LTD, or a Private Ltd Company, is owned by shareholders, but managed by directors. However, in a Limited Liability Partnership (LLP), owners or shareholders are the members or sole investors of the business.
Both types of concepts have one thing in common – limited liability. It refers to the notion that the shareholders will not be held personally liable for the debts owed by the company or business. Therefore in case of liquidity, only company held assets will be paid out to the creditors.
Shares cannot be offered to the public by a private limited company. However, they can be traded among the shareholders or the members. In a partnership, the concept of shares does not exist, with partners simply investing their own money for growth or expansion.

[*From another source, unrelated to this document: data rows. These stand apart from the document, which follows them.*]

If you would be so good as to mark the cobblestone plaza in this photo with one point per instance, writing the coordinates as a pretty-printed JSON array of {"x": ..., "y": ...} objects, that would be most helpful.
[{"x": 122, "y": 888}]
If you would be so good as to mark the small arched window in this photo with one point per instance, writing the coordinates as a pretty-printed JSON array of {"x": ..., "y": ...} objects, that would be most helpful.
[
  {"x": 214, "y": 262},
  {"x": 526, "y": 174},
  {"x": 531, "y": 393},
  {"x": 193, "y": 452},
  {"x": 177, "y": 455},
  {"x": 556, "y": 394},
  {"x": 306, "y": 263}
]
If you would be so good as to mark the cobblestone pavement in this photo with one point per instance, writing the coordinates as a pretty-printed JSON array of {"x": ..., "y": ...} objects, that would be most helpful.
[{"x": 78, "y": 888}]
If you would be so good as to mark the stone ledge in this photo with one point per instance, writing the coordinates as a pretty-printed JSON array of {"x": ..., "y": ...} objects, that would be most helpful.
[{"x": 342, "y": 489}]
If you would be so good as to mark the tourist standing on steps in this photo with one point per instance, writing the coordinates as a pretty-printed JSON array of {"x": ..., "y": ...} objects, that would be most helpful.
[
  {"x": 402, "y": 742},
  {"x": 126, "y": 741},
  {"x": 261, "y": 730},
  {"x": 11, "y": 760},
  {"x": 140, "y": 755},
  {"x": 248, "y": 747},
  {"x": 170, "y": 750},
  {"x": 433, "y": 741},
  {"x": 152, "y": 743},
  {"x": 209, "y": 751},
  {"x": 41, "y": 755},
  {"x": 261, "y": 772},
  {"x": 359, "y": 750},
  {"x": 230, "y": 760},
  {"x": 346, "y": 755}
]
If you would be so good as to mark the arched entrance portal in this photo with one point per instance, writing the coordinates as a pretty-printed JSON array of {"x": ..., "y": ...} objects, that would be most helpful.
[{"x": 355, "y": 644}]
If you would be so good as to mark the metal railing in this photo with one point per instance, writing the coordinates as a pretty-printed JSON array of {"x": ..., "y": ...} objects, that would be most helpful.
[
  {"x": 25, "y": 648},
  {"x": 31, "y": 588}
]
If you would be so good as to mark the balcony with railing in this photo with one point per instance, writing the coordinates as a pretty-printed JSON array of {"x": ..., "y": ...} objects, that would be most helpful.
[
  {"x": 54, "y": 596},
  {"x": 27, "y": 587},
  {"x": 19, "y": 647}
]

The incorporation of a private limited company is a little more complex when compared to a partnership. While partnerships have existed for a long time, Ltd companies are growing day by day as they have the ability to pursue bigger financial activities due to several money generating avenues.
There are tax advantages for the members, given that dividends are taxed at a lower rate. However, partners will pay tax on the amount they have invested and the profits generated from the business.
It is difficult to raise capital or obtain credit in a partnership when compared to a private limited company. However, there is greater privacy in a LLP as Ltd companies will need to report their activities to the general public.
This nonetheless, leads to greater internal conflicts when one incorporates as an LLP. Any negligence shown by one partner could easily dampen the success of the business. However, for an LTD company, there is greater transparency, with all the decisions taken in a proper manner. Ltd will further exist even if the shareholders retire or die but running an LLP can be difficult if a partner decides to leave.